За несколько дней до оккупации работники музея поспешно отправляли все мелкие предметы из Янтарной комнаты в Восточную Россию. Но сами панели снять оказалось невозможно. В попытке спрятать их был наклеен слой обоев, но эта маскировка никого не обманула. Гитлер приказал Эриху Коху, гауляйтеру[16]Восточной Пруссии, вернуть Янтарную комнату в Кенигсберг, где, по мнению Гитлера, было ее место по праву. Шесть человек в течение тридцати шести часов демонтировали панели, и двадцать тонн янтаря были тщательно упакованы в деревянные ящики и отправлены на запад колонной грузовиков, а потом по железной дороге и в результате установлены в Кенигсбергском дворце вместе с обширной коллекцией произведений искусства Пруссии. В 1942 году германские газеты объявили это событие возвращением сокровища на родину, на те берега, где янтарь был рожден и добыт. Были выпущены открытки с изображением восстановленной комнаты. Выставка стала наиболее популярной экспозицией среди всех нацистских музеев.

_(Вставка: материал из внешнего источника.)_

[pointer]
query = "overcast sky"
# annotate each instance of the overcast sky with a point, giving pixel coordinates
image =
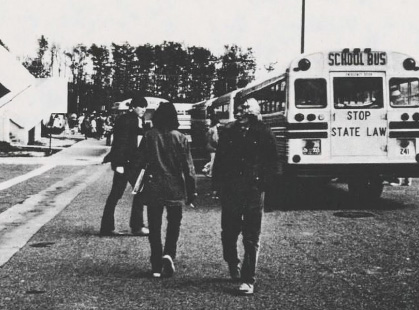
(271, 27)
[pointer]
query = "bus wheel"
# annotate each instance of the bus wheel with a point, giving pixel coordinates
(365, 189)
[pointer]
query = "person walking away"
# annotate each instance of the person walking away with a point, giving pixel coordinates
(170, 182)
(122, 159)
(212, 142)
(245, 163)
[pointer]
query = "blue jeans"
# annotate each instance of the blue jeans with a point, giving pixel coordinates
(174, 218)
(119, 184)
(242, 211)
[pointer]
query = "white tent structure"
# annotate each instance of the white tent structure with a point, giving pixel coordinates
(25, 101)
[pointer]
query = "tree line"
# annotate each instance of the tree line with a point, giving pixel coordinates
(100, 75)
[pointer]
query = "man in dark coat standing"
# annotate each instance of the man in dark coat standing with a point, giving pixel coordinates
(127, 131)
(244, 165)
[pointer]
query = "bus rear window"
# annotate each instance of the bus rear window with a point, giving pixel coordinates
(404, 92)
(358, 92)
(310, 93)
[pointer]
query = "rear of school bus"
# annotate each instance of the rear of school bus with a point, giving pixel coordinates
(353, 114)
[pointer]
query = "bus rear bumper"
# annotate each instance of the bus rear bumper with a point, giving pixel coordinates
(351, 170)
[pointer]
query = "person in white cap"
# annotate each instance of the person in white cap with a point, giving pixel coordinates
(245, 162)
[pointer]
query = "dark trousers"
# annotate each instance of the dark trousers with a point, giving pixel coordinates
(174, 218)
(241, 213)
(120, 181)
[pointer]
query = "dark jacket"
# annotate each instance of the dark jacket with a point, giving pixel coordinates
(249, 158)
(170, 173)
(125, 140)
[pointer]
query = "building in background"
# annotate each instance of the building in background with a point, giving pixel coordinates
(26, 103)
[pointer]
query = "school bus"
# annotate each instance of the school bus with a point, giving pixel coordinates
(351, 114)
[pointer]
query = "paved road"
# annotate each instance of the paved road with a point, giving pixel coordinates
(19, 222)
(325, 254)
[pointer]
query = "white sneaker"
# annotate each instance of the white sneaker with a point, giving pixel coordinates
(246, 289)
(143, 231)
(168, 266)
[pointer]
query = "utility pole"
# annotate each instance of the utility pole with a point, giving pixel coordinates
(302, 25)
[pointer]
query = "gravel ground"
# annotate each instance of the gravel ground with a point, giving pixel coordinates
(311, 258)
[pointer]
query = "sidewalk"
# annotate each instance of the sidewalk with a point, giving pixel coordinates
(84, 152)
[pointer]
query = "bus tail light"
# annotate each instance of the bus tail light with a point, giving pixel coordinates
(311, 117)
(311, 147)
(299, 117)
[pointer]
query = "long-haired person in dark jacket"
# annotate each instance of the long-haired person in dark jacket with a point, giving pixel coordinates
(170, 182)
(244, 165)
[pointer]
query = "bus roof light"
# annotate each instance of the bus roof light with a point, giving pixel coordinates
(410, 64)
(304, 64)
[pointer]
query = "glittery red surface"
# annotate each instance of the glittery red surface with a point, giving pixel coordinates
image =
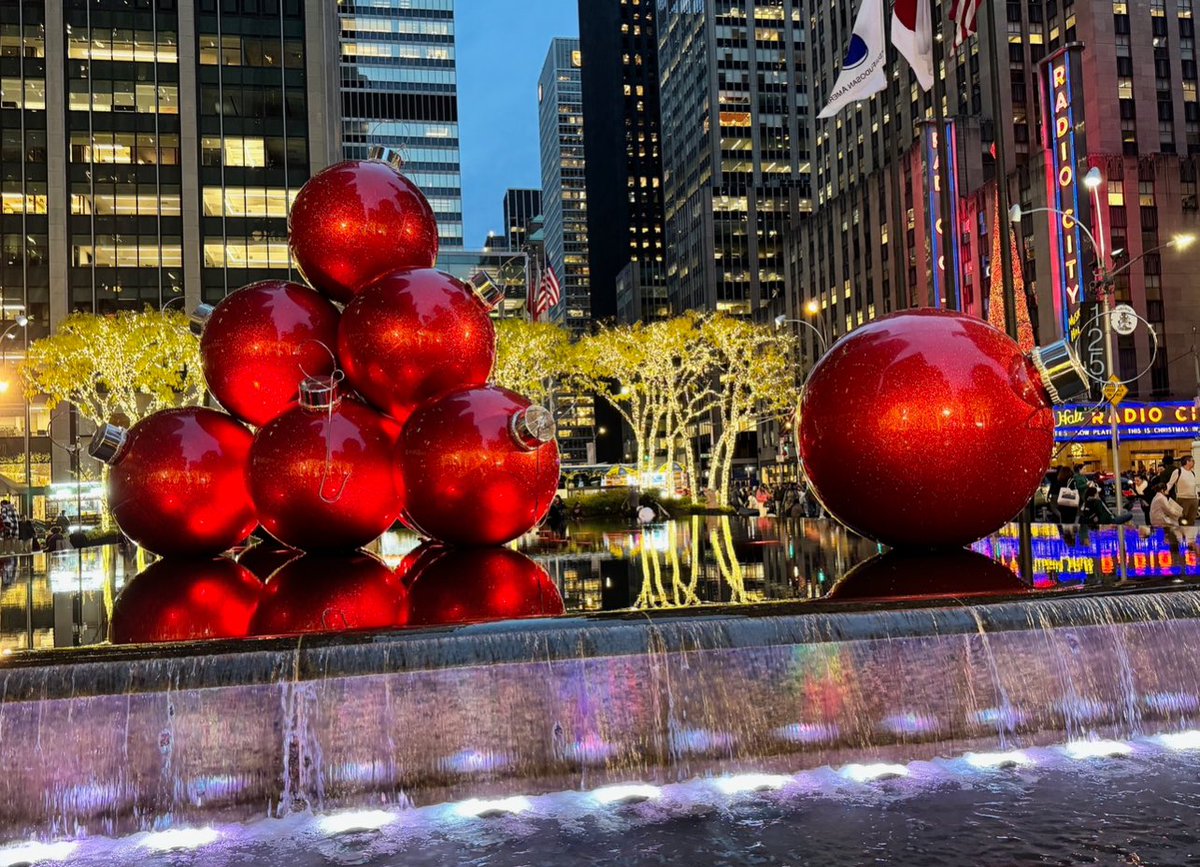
(357, 221)
(315, 595)
(465, 480)
(474, 585)
(316, 506)
(186, 601)
(413, 335)
(925, 429)
(259, 342)
(179, 485)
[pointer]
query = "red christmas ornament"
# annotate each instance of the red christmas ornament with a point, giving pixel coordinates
(957, 573)
(267, 557)
(473, 585)
(930, 429)
(413, 335)
(357, 221)
(186, 601)
(178, 480)
(323, 476)
(321, 595)
(479, 466)
(261, 342)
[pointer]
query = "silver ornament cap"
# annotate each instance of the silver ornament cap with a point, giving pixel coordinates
(381, 153)
(532, 428)
(1062, 374)
(321, 393)
(107, 443)
(199, 318)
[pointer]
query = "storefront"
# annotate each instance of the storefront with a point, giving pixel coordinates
(1147, 434)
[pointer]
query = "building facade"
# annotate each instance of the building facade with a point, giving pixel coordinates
(627, 251)
(400, 89)
(521, 208)
(147, 155)
(1085, 84)
(565, 225)
(735, 106)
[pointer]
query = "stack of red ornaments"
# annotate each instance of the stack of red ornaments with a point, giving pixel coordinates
(352, 402)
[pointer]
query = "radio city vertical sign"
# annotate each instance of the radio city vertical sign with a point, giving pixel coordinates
(943, 228)
(1062, 135)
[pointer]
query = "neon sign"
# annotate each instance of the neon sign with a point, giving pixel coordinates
(1062, 138)
(939, 247)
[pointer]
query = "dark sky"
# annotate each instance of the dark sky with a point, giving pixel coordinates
(502, 46)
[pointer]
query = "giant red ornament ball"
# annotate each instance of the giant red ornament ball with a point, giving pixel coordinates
(317, 595)
(262, 341)
(323, 476)
(477, 585)
(357, 221)
(178, 480)
(929, 429)
(413, 335)
(186, 601)
(479, 466)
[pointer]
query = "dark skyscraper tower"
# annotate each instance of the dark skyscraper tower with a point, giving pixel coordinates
(623, 159)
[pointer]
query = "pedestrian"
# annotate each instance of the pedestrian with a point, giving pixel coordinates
(557, 518)
(1164, 512)
(1182, 489)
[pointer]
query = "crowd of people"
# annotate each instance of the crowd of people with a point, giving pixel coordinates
(1165, 494)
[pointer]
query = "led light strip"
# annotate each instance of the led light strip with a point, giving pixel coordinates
(611, 796)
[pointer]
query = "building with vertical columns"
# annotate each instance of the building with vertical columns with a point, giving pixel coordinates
(400, 89)
(735, 105)
(147, 155)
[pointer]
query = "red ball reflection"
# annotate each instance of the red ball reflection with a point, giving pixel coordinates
(178, 485)
(357, 221)
(465, 478)
(317, 504)
(324, 595)
(925, 429)
(927, 574)
(261, 341)
(186, 601)
(448, 585)
(413, 335)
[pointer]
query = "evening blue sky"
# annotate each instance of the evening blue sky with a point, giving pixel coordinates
(502, 46)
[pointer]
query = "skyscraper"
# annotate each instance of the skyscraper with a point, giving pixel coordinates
(521, 207)
(624, 160)
(147, 155)
(400, 88)
(564, 209)
(735, 106)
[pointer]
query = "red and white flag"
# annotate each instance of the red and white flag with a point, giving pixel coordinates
(912, 34)
(549, 292)
(965, 15)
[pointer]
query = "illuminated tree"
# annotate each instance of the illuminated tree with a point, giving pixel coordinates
(123, 366)
(996, 294)
(532, 358)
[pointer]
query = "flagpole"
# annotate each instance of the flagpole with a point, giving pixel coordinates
(993, 46)
(949, 233)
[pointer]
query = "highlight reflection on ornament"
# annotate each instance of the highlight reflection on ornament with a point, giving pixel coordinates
(930, 429)
(331, 593)
(455, 585)
(954, 573)
(186, 601)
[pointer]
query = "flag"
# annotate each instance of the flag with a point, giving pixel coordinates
(549, 292)
(965, 15)
(864, 69)
(912, 34)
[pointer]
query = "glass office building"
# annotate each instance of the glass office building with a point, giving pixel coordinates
(400, 88)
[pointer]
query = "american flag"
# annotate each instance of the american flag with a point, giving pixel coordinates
(965, 15)
(549, 292)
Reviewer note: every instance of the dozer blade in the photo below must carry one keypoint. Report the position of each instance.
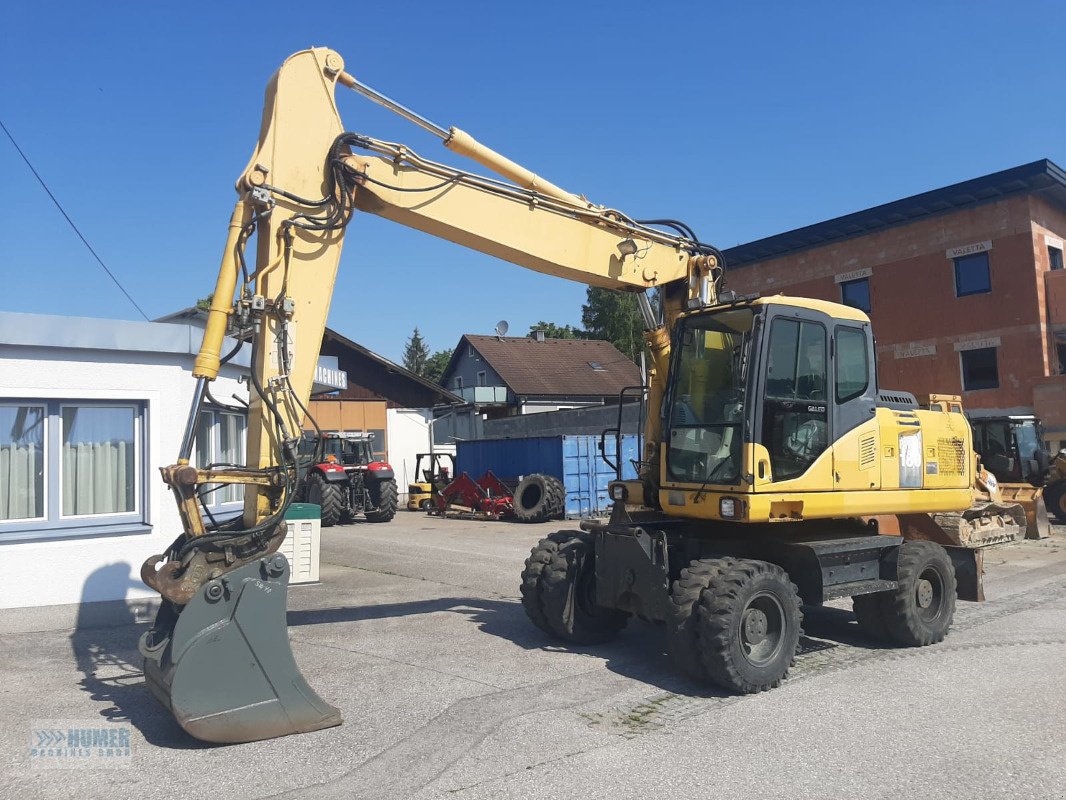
(223, 665)
(1031, 499)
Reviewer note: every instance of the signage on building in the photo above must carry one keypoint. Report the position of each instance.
(915, 351)
(992, 341)
(853, 275)
(969, 250)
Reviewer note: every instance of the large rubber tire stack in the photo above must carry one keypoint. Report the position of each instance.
(329, 497)
(920, 609)
(386, 499)
(538, 498)
(559, 590)
(735, 622)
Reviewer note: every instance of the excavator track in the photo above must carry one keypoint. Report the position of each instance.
(984, 524)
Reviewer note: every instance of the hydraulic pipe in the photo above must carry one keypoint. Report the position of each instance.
(209, 358)
(462, 143)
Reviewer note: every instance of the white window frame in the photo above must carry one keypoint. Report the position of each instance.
(138, 464)
(54, 524)
(46, 434)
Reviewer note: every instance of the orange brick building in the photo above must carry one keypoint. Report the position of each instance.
(965, 286)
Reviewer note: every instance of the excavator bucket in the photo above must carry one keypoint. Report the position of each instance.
(1031, 499)
(223, 665)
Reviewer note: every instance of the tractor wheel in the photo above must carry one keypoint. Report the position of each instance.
(384, 495)
(538, 498)
(681, 625)
(870, 613)
(748, 626)
(327, 496)
(563, 594)
(1054, 498)
(920, 609)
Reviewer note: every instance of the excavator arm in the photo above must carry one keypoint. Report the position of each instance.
(221, 584)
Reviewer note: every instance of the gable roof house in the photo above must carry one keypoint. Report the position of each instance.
(507, 376)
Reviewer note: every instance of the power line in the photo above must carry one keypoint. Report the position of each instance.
(67, 218)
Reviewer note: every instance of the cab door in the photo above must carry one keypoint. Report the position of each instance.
(856, 445)
(793, 424)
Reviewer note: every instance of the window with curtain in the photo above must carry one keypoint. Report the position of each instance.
(21, 462)
(98, 456)
(70, 466)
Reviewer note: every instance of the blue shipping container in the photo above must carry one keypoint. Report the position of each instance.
(575, 460)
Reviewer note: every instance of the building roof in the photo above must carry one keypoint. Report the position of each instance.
(554, 367)
(382, 377)
(364, 367)
(1042, 177)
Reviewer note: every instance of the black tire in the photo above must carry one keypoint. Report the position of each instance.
(747, 626)
(920, 609)
(681, 635)
(531, 587)
(567, 594)
(538, 498)
(386, 499)
(870, 613)
(328, 496)
(1054, 499)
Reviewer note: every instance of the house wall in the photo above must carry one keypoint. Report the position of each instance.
(352, 415)
(467, 367)
(87, 568)
(920, 324)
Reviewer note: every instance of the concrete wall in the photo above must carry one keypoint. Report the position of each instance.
(86, 568)
(913, 297)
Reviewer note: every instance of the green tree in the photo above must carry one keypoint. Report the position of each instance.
(614, 316)
(558, 332)
(415, 353)
(436, 365)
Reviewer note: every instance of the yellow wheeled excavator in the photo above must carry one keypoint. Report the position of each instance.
(770, 454)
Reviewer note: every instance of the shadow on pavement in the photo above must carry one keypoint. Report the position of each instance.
(110, 662)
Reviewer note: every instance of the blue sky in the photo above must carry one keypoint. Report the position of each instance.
(741, 120)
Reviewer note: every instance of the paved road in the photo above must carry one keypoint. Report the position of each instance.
(416, 634)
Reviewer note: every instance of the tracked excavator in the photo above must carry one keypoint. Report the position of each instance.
(774, 470)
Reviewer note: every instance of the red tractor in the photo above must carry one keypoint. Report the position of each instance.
(344, 479)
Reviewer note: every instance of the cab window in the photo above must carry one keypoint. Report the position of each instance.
(794, 418)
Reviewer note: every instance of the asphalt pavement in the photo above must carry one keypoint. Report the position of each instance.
(416, 634)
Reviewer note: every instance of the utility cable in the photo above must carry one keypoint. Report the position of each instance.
(67, 218)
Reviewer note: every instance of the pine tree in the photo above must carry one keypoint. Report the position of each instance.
(614, 316)
(415, 354)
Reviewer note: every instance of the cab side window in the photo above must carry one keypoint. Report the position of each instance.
(853, 369)
(794, 418)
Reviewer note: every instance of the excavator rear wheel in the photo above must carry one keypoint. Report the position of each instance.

Первая бомбардировка союзниками Кенигсберга произошла в августе 1944 года. Некоторые зеркальные пилястры и несколько янтарных панелей поменьше были повреждены. Что произошло позже, неясно. Примерно между январем и апрелем 1945 года, когда советская армия подошла к Кенигсбергу, Кох приказал упаковать панели и спрятать их в подвале ресторана «Блютгерихт». Последний германский документ, упоминающий Янтарную комнату, датированный 12 января 1945 года, указывает, что панели были упакованы для транспортировки в Саксонию. В какой-то момент Альфред Роде, хранитель Янтарной комнаты, руководил погрузкой ящиков в грузовики. Эти ящики последний раз видели 6 апреля 1945 года, затем колонна грузовиков покинула Кенигсберг.

Борисов отложил статью.

Каждый раз, когда он читал эти слова, его мысли возвращались к первой строчке.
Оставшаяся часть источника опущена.